Jeżeli w jednej drużynie w podstawowym składzie wybiegają Lionel Messi, Kylian Mbappe i Neymar, to można spodziewać się goli. W niedzielę dream team z Paryża nie znalazł jednak w Marsylii sposobu na defensywę Olympique.

Reklama

Wprawdzie już na początku spotkania po strzale Neymara i pechowej interwencji obrońcy gospodarzy Luana Peresa piłka wpadła do siatki, jednak nie uznano tej bramki (spalony).

Z gola, ale również bardzo krótko, cieszyli się też gospodarze. W 21. minucie Milik trafił do siatki paryżan - po analizie VAR bramka nie mogła zostać uznana (również spalony).

Od 57. minuty lider z Paryża grał w osłabieniu po czerwonej kartce dla Achrafa Hakimiego, ale wynik 0:0 utrzymał się do końca.
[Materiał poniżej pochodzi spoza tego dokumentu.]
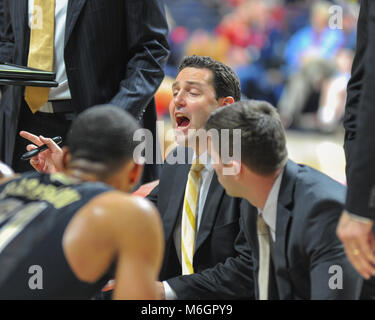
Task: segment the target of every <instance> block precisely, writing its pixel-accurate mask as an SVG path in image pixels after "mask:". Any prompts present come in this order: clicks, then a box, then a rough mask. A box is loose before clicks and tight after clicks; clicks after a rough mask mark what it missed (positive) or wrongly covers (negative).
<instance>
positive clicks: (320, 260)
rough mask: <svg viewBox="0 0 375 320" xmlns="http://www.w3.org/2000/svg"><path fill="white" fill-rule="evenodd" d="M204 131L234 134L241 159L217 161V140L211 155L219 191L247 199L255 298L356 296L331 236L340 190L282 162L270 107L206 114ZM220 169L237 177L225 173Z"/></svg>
mask: <svg viewBox="0 0 375 320" xmlns="http://www.w3.org/2000/svg"><path fill="white" fill-rule="evenodd" d="M205 128H206V130H212V129H214V130H219V132H220V130H223V129H229V130H230V132H233V130H235V129H239V130H241V143H240V145H241V157H238V158H237V159H236V158H235V159H232V160H231V161H227V162H225V163H223V161H222V156H221V153H220V152H221V151H222V150H223V146H225V144H226V141H224V140H223V139H221V141H220V142H221V145H220V146H221V149H220V147H217V146H218V144H213V148H212V150H213V151H212V152H211V156H212V158H213V162H214V165H213V166H214V168H215V171H216V173H217V175H218V179H219V182H220V183H221V184H222V185H223V186H224V187H225V190H226V192H227V193H228V194H229V195H231V196H236V197H242V198H245V199H247V200H248V202H244V203H243V205H242V210H243V211H242V225H241V227H242V229H243V233H244V235H245V238H246V240H247V241H248V243H249V245H250V247H251V251H252V254H253V264H254V269H253V270H254V279H256V281H255V283H256V284H255V293H256V297H257V298H258V299H356V298H359V294H360V289H361V284H362V281H361V279H360V277H359V275H358V274H357V273H356V271H355V270H354V268H353V267H352V266H351V264H350V263H349V261H348V260H347V258H346V255H345V252H344V248H343V246H342V244H341V243H340V241H339V239H338V238H337V237H336V233H335V229H336V225H337V222H338V219H339V216H340V213H341V210H342V207H343V203H344V200H345V187H344V186H342V185H340V184H339V183H337V182H335V181H334V180H332V179H330V178H329V177H328V176H326V175H324V174H322V173H321V172H318V171H316V170H314V169H312V168H310V167H308V166H304V165H298V164H296V163H294V162H293V161H291V160H288V157H287V150H286V138H285V132H284V128H283V126H282V124H281V121H280V117H279V115H278V114H277V112H276V109H275V108H274V107H272V106H271V105H270V104H268V103H267V102H262V101H243V102H239V103H234V104H233V105H231V106H228V107H226V108H222V109H220V110H218V111H216V112H214V113H213V114H212V115H211V116H210V118H209V119H208V121H207V124H206V126H205ZM232 135H233V133H232ZM229 137H230V138H229V141H231V133H230V134H229ZM234 147H237V148H238V147H239V146H238V145H234ZM232 149H233V147H232ZM229 150H231V149H229ZM219 155H220V156H219ZM224 168H225V169H227V170H228V169H230V168H233V172H235V173H237V174H232V175H225V174H223V169H224ZM250 204H251V205H250Z"/></svg>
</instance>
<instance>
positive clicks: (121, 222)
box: [63, 191, 164, 299]
mask: <svg viewBox="0 0 375 320" xmlns="http://www.w3.org/2000/svg"><path fill="white" fill-rule="evenodd" d="M63 247H64V253H65V256H66V258H67V261H68V263H69V265H70V267H71V269H72V271H73V272H74V273H75V275H76V276H77V277H78V278H79V279H80V280H81V281H85V282H89V283H93V282H95V281H97V280H98V279H100V278H101V277H102V276H103V275H104V274H105V273H106V272H107V271H108V270H109V267H110V266H111V265H112V264H113V263H114V262H115V261H117V268H116V277H115V291H114V295H113V297H114V298H115V299H157V298H158V296H157V293H156V287H155V281H156V280H157V277H158V274H159V270H160V266H161V261H162V254H163V248H164V242H163V234H162V227H161V221H160V218H159V214H158V212H157V210H156V209H155V208H154V207H153V206H152V204H151V203H150V202H149V201H147V200H144V199H142V198H138V197H132V196H129V195H126V194H124V193H121V192H117V191H115V192H107V193H105V194H102V195H100V196H97V197H95V198H94V199H93V200H91V201H90V202H89V203H88V204H87V205H85V206H84V207H83V208H82V209H81V210H79V211H78V212H77V214H76V215H75V216H74V218H73V219H72V220H71V222H70V223H69V225H68V227H67V229H66V231H65V233H64V238H63Z"/></svg>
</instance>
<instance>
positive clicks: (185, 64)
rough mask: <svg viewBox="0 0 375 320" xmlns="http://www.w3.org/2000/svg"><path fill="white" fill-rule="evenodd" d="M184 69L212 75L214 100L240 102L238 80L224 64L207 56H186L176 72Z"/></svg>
mask: <svg viewBox="0 0 375 320" xmlns="http://www.w3.org/2000/svg"><path fill="white" fill-rule="evenodd" d="M185 68H197V69H202V68H204V69H208V70H210V71H211V72H212V74H213V79H212V80H213V87H214V88H215V92H216V99H219V98H224V97H228V96H230V97H233V99H234V101H240V100H241V86H240V80H239V78H238V76H237V75H236V73H235V72H234V71H233V70H232V69H231V68H230V67H228V66H227V65H225V64H224V63H221V62H219V61H216V60H214V59H212V58H211V57H208V56H197V55H192V56H187V57H185V58H184V59H183V60H182V61H181V63H180V65H179V67H178V70H179V71H181V70H183V69H185Z"/></svg>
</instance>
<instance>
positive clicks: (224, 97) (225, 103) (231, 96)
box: [219, 96, 234, 107]
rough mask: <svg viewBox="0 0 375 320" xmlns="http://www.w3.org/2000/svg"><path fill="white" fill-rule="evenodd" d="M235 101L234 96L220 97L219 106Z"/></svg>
mask: <svg viewBox="0 0 375 320" xmlns="http://www.w3.org/2000/svg"><path fill="white" fill-rule="evenodd" d="M232 103H234V98H233V97H232V96H228V97H223V98H219V106H220V107H223V106H228V105H230V104H232Z"/></svg>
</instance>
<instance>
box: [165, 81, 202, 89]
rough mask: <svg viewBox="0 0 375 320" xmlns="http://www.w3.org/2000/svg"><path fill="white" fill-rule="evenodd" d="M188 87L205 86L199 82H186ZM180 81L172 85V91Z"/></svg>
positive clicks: (176, 82) (173, 83)
mask: <svg viewBox="0 0 375 320" xmlns="http://www.w3.org/2000/svg"><path fill="white" fill-rule="evenodd" d="M185 82H186V83H187V84H188V85H198V86H203V85H204V84H203V83H202V82H198V81H185ZM178 83H179V82H178V81H176V82H174V83H173V84H172V89H173V88H174V87H175V86H177V85H178Z"/></svg>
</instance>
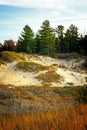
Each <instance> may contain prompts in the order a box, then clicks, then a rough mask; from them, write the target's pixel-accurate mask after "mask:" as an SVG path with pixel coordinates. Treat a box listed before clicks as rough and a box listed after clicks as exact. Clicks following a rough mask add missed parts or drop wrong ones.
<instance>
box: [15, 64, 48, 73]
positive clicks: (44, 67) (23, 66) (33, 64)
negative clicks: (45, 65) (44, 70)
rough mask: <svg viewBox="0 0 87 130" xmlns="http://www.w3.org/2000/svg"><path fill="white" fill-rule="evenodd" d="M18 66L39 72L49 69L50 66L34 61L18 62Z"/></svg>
mask: <svg viewBox="0 0 87 130" xmlns="http://www.w3.org/2000/svg"><path fill="white" fill-rule="evenodd" d="M17 68H18V69H20V70H22V71H24V72H39V71H44V70H48V69H49V67H48V66H43V65H41V64H37V63H34V62H20V63H18V64H17Z"/></svg>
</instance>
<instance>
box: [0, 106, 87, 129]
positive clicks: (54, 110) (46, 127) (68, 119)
mask: <svg viewBox="0 0 87 130" xmlns="http://www.w3.org/2000/svg"><path fill="white" fill-rule="evenodd" d="M0 130H87V105H81V106H79V107H77V108H75V107H73V108H71V109H64V110H60V111H55V110H54V111H48V112H43V113H39V114H38V113H37V114H30V115H29V114H23V115H16V114H14V115H9V114H7V115H5V116H2V117H1V118H0Z"/></svg>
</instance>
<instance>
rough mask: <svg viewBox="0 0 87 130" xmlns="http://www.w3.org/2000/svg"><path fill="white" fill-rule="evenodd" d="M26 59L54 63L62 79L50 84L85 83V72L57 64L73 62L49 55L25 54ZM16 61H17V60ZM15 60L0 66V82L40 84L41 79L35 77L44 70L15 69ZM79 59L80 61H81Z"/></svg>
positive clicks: (52, 63) (85, 74) (18, 83)
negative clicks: (64, 66)
mask: <svg viewBox="0 0 87 130" xmlns="http://www.w3.org/2000/svg"><path fill="white" fill-rule="evenodd" d="M25 57H26V61H27V62H30V61H33V62H36V63H39V64H43V65H45V66H51V65H53V64H56V66H55V68H56V69H54V71H56V73H57V74H58V75H60V76H61V77H62V80H60V82H51V84H52V86H69V85H74V86H77V85H84V84H87V82H86V78H87V74H86V73H85V72H84V73H81V72H75V71H74V70H70V69H67V68H61V67H59V66H63V65H64V64H65V66H67V67H68V66H69V68H70V65H71V64H72V63H73V66H75V65H76V63H75V64H74V62H71V64H70V62H64V60H63V61H62V60H56V59H52V58H50V57H44V56H36V57H34V56H32V57H29V56H25ZM17 62H18V61H17ZM17 62H12V63H9V64H7V66H0V84H2V83H3V84H10V85H15V86H19V85H20V86H32V85H36V86H41V85H42V81H41V80H38V79H37V78H36V77H37V76H38V75H39V74H41V73H45V72H46V71H43V72H39V73H30V72H22V71H20V70H17V69H16V64H17ZM82 62H83V61H81V62H80V63H82Z"/></svg>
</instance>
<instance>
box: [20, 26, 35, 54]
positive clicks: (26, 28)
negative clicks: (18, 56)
mask: <svg viewBox="0 0 87 130" xmlns="http://www.w3.org/2000/svg"><path fill="white" fill-rule="evenodd" d="M34 50H35V42H34V33H33V31H32V29H31V28H30V27H29V26H28V25H26V26H25V27H24V28H23V31H22V33H21V37H19V39H18V51H19V52H25V53H32V52H33V51H34Z"/></svg>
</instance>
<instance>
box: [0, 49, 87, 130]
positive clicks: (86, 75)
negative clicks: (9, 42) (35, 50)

Gorąco było tego dnia na trybunach. W pewnym momencie sędzia musiał na krótko przerwać mecz z powodu rzucanych przedmiotów na boisko. Później natomiast jeden z kibiców wbiegł na boisko w kierunku Messiego, zanim został złapany i eskortowany przez ochroniarzy.

PSG ma obecnie 28 punktów i wciąż prowadzi wyraźnie w tabeli, natomiast OM - z jednym spotkaniem zaległym - zajmuje czwarte miejsce (18).

Wcześniej w niedzielę Przemysław Frankowski zdobył bramkę dla RC Lens, a jego zespół pokonał u siebie FC Metz 4:1 i jest wiceliderem z dorobkiem 21 punktów. To trzeci gol piłkarza reprezentacji Polski w obecnym sezonie ligowym.

26-letni skrzydłowy dołączył do Lens w sierpniu po dwóch latach w barwach Chicago Fire i w nowym zespole spisuje się bardzo dobrze.

W niedzielę rozegrał cały mecz, a do bramki rywali trafił w 90. minucie, ustalając wynik. Bohaterem gospodarzy był Wesley Said - strzelec dwóch goli w pierwszej połowie.